There is a great disconnect between the law and law enforcement
String up the lights and light up the trees, everybody -- it’s Police Week 2019!
A whole week dedicated to celebrating our boys in seafoam green, who keep the streets of Dhaka, and everyone who calls this wonderful city home, safe and secure … from themselves.
I think we can all agree that there is no other “professional” more obtuse/unhelpful/useless than a Bangladeshi police officer.
And if you find yourself disagreeing with that sentiment, you’ve either never dealt with a police officer in your life or you’ve managed to find what I assume is the sole Serpico in our country.
Equipped with nothing more than an attitude, a perpetual desire to know where your “desher bari” is, and unchecked amounts of money made through bribery and corruption, our nation’s law enforcers have earned their reputation of being decidedly “anti-people” (if I may be allowed to borrow the popular mold).

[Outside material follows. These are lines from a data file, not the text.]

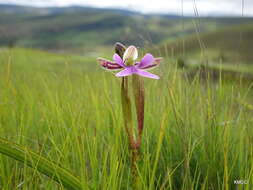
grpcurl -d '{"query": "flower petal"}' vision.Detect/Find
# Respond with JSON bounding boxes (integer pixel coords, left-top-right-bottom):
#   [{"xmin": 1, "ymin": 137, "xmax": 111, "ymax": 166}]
[
  {"xmin": 138, "ymin": 53, "xmax": 155, "ymax": 69},
  {"xmin": 136, "ymin": 70, "xmax": 160, "ymax": 79},
  {"xmin": 97, "ymin": 57, "xmax": 123, "ymax": 70},
  {"xmin": 116, "ymin": 68, "xmax": 134, "ymax": 77},
  {"xmin": 141, "ymin": 64, "xmax": 159, "ymax": 70},
  {"xmin": 113, "ymin": 53, "xmax": 126, "ymax": 68},
  {"xmin": 123, "ymin": 46, "xmax": 138, "ymax": 61}
]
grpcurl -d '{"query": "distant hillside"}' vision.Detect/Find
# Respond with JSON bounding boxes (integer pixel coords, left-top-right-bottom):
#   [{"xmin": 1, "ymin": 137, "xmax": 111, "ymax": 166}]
[
  {"xmin": 0, "ymin": 5, "xmax": 252, "ymax": 51},
  {"xmin": 159, "ymin": 22, "xmax": 253, "ymax": 64}
]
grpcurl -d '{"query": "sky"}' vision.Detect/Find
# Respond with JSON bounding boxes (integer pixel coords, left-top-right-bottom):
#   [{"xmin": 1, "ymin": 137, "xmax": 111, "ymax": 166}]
[{"xmin": 0, "ymin": 0, "xmax": 253, "ymax": 16}]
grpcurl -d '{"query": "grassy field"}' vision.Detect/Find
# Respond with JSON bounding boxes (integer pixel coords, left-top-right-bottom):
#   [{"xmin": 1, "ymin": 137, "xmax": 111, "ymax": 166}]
[
  {"xmin": 0, "ymin": 48, "xmax": 253, "ymax": 190},
  {"xmin": 0, "ymin": 5, "xmax": 253, "ymax": 54}
]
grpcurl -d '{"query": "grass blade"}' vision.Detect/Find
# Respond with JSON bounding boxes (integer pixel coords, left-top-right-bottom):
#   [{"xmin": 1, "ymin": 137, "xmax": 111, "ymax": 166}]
[{"xmin": 0, "ymin": 138, "xmax": 82, "ymax": 190}]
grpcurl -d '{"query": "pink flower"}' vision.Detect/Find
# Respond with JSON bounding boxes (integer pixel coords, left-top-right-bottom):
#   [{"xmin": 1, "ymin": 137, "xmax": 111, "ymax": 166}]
[{"xmin": 98, "ymin": 46, "xmax": 161, "ymax": 79}]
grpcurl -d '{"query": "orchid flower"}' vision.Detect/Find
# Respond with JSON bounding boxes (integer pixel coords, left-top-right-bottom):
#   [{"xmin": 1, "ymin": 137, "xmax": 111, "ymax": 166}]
[{"xmin": 98, "ymin": 46, "xmax": 161, "ymax": 79}]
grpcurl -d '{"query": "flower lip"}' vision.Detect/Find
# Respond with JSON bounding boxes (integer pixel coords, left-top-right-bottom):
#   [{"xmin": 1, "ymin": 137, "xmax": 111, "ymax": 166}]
[
  {"xmin": 98, "ymin": 45, "xmax": 162, "ymax": 79},
  {"xmin": 123, "ymin": 46, "xmax": 138, "ymax": 62}
]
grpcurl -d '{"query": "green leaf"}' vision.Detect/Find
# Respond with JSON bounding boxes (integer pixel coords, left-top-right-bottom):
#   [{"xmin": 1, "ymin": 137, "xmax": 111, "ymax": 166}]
[{"xmin": 0, "ymin": 138, "xmax": 82, "ymax": 190}]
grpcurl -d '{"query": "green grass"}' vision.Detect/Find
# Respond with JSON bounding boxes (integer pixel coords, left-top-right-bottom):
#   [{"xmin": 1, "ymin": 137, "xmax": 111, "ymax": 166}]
[
  {"xmin": 159, "ymin": 21, "xmax": 253, "ymax": 64},
  {"xmin": 0, "ymin": 5, "xmax": 252, "ymax": 53},
  {"xmin": 0, "ymin": 46, "xmax": 253, "ymax": 190}
]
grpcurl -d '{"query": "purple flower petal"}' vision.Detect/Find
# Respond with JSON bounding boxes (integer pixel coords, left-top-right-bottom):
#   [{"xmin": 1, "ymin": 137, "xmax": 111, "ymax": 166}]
[
  {"xmin": 98, "ymin": 58, "xmax": 122, "ymax": 70},
  {"xmin": 113, "ymin": 53, "xmax": 126, "ymax": 68},
  {"xmin": 142, "ymin": 64, "xmax": 159, "ymax": 70},
  {"xmin": 116, "ymin": 68, "xmax": 134, "ymax": 77},
  {"xmin": 136, "ymin": 70, "xmax": 160, "ymax": 79},
  {"xmin": 138, "ymin": 53, "xmax": 154, "ymax": 69},
  {"xmin": 154, "ymin": 57, "xmax": 163, "ymax": 64}
]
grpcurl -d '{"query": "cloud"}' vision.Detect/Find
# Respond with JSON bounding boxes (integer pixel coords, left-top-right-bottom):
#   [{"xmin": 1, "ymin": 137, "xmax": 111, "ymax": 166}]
[{"xmin": 0, "ymin": 0, "xmax": 253, "ymax": 16}]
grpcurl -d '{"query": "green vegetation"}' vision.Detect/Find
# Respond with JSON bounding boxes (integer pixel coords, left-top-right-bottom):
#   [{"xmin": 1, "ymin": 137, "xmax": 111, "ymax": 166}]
[
  {"xmin": 0, "ymin": 48, "xmax": 253, "ymax": 190},
  {"xmin": 0, "ymin": 5, "xmax": 252, "ymax": 54}
]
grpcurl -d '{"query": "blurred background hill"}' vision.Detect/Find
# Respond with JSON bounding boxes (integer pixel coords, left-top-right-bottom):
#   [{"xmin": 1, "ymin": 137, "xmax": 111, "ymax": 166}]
[{"xmin": 0, "ymin": 4, "xmax": 253, "ymax": 62}]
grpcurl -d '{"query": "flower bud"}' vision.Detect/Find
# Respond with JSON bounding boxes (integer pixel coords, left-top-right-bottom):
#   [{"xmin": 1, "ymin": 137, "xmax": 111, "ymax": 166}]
[
  {"xmin": 123, "ymin": 46, "xmax": 138, "ymax": 65},
  {"xmin": 114, "ymin": 42, "xmax": 126, "ymax": 58}
]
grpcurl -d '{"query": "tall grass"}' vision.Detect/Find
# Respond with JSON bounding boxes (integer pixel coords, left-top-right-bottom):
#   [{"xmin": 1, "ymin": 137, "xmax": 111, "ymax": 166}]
[{"xmin": 0, "ymin": 49, "xmax": 253, "ymax": 190}]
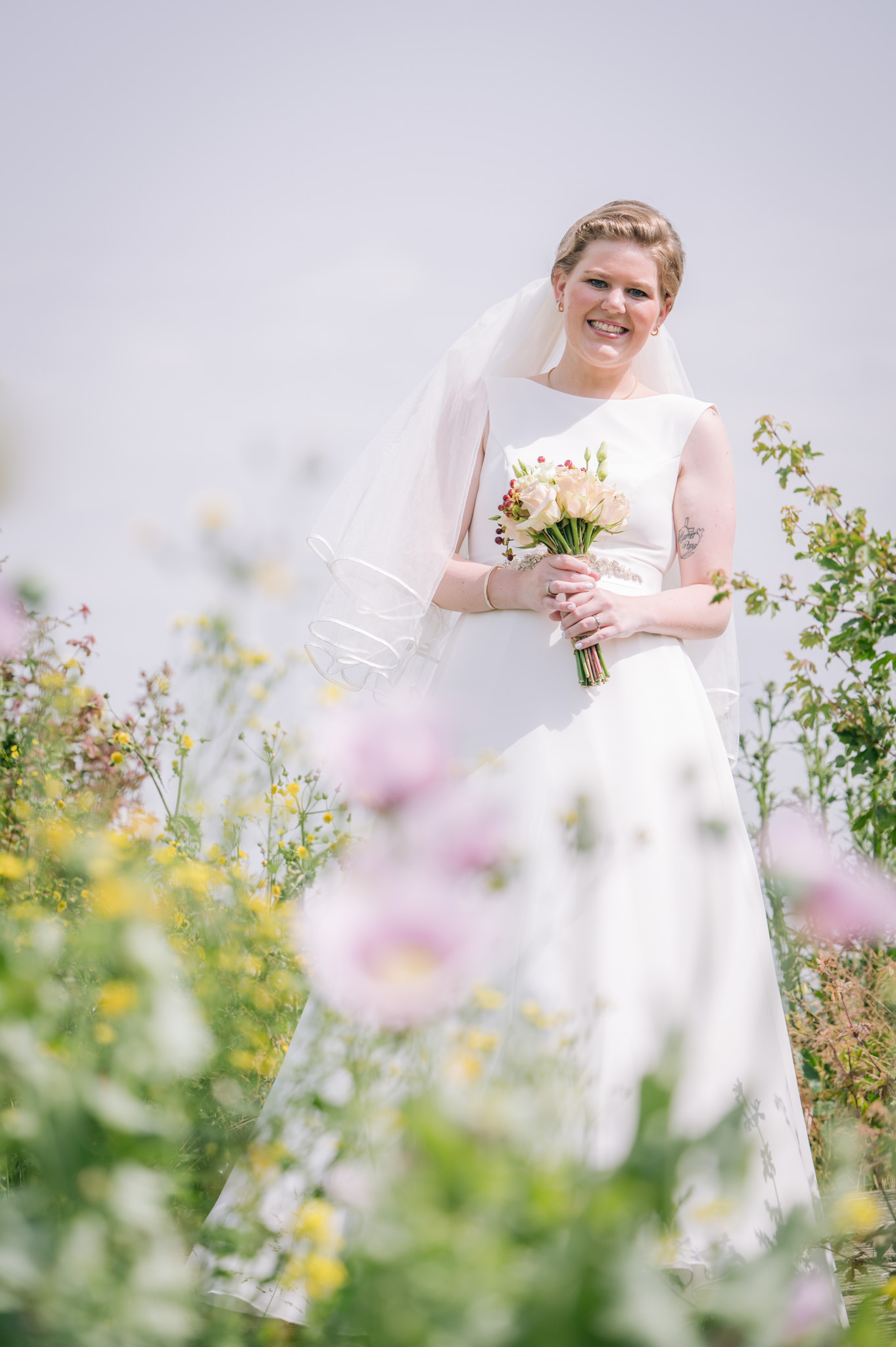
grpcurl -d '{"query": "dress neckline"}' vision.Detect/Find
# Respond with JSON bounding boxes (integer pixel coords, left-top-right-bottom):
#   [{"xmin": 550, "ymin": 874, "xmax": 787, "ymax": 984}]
[{"xmin": 523, "ymin": 374, "xmax": 680, "ymax": 406}]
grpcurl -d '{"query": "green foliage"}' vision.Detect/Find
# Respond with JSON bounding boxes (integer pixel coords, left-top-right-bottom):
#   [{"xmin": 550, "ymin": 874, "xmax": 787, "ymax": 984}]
[
  {"xmin": 0, "ymin": 608, "xmax": 346, "ymax": 1347},
  {"xmin": 733, "ymin": 416, "xmax": 896, "ymax": 868},
  {"xmin": 311, "ymin": 1077, "xmax": 839, "ymax": 1347},
  {"xmin": 734, "ymin": 416, "xmax": 896, "ymax": 1320}
]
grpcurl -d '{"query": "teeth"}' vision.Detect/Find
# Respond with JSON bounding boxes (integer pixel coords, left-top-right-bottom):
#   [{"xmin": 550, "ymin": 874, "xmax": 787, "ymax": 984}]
[{"xmin": 588, "ymin": 318, "xmax": 628, "ymax": 333}]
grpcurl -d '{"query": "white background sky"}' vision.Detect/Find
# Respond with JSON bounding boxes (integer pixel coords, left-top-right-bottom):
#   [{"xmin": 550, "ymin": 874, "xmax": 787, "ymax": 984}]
[{"xmin": 0, "ymin": 0, "xmax": 896, "ymax": 738}]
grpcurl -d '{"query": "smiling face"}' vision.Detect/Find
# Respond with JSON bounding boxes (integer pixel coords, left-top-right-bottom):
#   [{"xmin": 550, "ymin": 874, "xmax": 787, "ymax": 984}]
[{"xmin": 554, "ymin": 238, "xmax": 672, "ymax": 370}]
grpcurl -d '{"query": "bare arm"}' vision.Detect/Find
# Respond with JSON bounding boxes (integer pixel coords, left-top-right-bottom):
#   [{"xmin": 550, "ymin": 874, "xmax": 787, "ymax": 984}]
[
  {"xmin": 433, "ymin": 420, "xmax": 595, "ymax": 616},
  {"xmin": 562, "ymin": 408, "xmax": 734, "ymax": 645}
]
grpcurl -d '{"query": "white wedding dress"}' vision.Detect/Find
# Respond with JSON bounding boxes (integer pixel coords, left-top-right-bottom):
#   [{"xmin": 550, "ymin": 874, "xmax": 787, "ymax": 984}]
[{"xmin": 195, "ymin": 378, "xmax": 839, "ymax": 1321}]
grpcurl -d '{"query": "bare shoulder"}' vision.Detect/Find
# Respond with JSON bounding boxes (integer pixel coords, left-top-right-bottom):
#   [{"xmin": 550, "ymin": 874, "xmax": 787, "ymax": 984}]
[{"xmin": 681, "ymin": 406, "xmax": 730, "ymax": 472}]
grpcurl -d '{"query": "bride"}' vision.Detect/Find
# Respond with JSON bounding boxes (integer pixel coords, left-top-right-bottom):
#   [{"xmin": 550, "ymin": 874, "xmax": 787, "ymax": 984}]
[{"xmin": 192, "ymin": 201, "xmax": 839, "ymax": 1321}]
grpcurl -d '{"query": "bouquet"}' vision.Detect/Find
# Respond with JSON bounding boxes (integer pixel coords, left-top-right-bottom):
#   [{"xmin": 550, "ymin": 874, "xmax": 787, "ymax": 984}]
[{"xmin": 491, "ymin": 442, "xmax": 631, "ymax": 687}]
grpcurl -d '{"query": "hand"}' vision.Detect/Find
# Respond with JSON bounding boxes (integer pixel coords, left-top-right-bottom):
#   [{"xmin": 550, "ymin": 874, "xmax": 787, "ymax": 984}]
[
  {"xmin": 517, "ymin": 556, "xmax": 596, "ymax": 621},
  {"xmin": 559, "ymin": 587, "xmax": 643, "ymax": 648}
]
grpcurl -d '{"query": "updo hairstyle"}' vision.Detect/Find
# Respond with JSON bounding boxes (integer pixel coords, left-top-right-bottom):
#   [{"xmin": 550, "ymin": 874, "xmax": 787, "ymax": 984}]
[{"xmin": 550, "ymin": 201, "xmax": 685, "ymax": 301}]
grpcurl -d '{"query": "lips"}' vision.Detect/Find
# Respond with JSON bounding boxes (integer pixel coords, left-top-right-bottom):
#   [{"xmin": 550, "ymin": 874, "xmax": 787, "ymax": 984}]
[{"xmin": 588, "ymin": 318, "xmax": 628, "ymax": 337}]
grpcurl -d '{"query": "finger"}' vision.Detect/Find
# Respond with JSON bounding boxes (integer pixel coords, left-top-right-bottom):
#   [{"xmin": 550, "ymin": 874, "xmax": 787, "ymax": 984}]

Now, corruption and bureaucracy are hardly traits that are exclusive to our law enforcement, as the far-reaching, elastic tentacles of that terrible two-some can be felt coiled around each and every one of our civil administrations -- and anyone who has ever tried to get their passport renewed or tried to avail any state-sanctioned services would attest to that.
But you know what? I can still empathize with a low-level government flunky exercising a needless amount of bureaucracy: Being something like a passport officer endows one with very little power, and I kind of understand how there could be a certain allure to messing with some random citizen just trying to get their stately affairs in order.
Even if only for a fleeting moment and through something so minuscule, who wouldn’t want to taste the thrill of having power?
The reason why it’s so much more abhorrent (and counter-productive to their very job) for a police officer to do something similar is because the profession inherently comes with a degree of power over people, at least when it comes to the general masses.
Unless you’re being chased by some kind of crazed axe-murderer or serial rapist, the very sight of a small group of police officers usually elicits either of the following reaction: Anxiety or intense exasperation.
We all have stories of being stopped dead in our tracks on the streets by the fuzz for them to “check” us and then subsequently ask for some form of “tribute.” And with anecdotes of false cases being lodged against innocent by-standers for possession of illegal substances, it becomes important to ask exactly who we should be scared of when out on the streets by ourselves.
Police Week 2019 (it sounds increasingly ridiculous the more I hear it in my head) is supposed to be all about mending the broken bridge that lies between citizens and law enforcers. It’s about rebuilding trust. About making our law enforcement become more “people-friendly.”
But for an institution, that, by definition, is supposed to serve and protect the people, to be reminded not to patronize and annoy us instead, is an incredulous notion, and points to a great disconnect between the law and “law enforcement.”
But what else can we expect from a country that loves to enact/amend new laws but never really enforce them?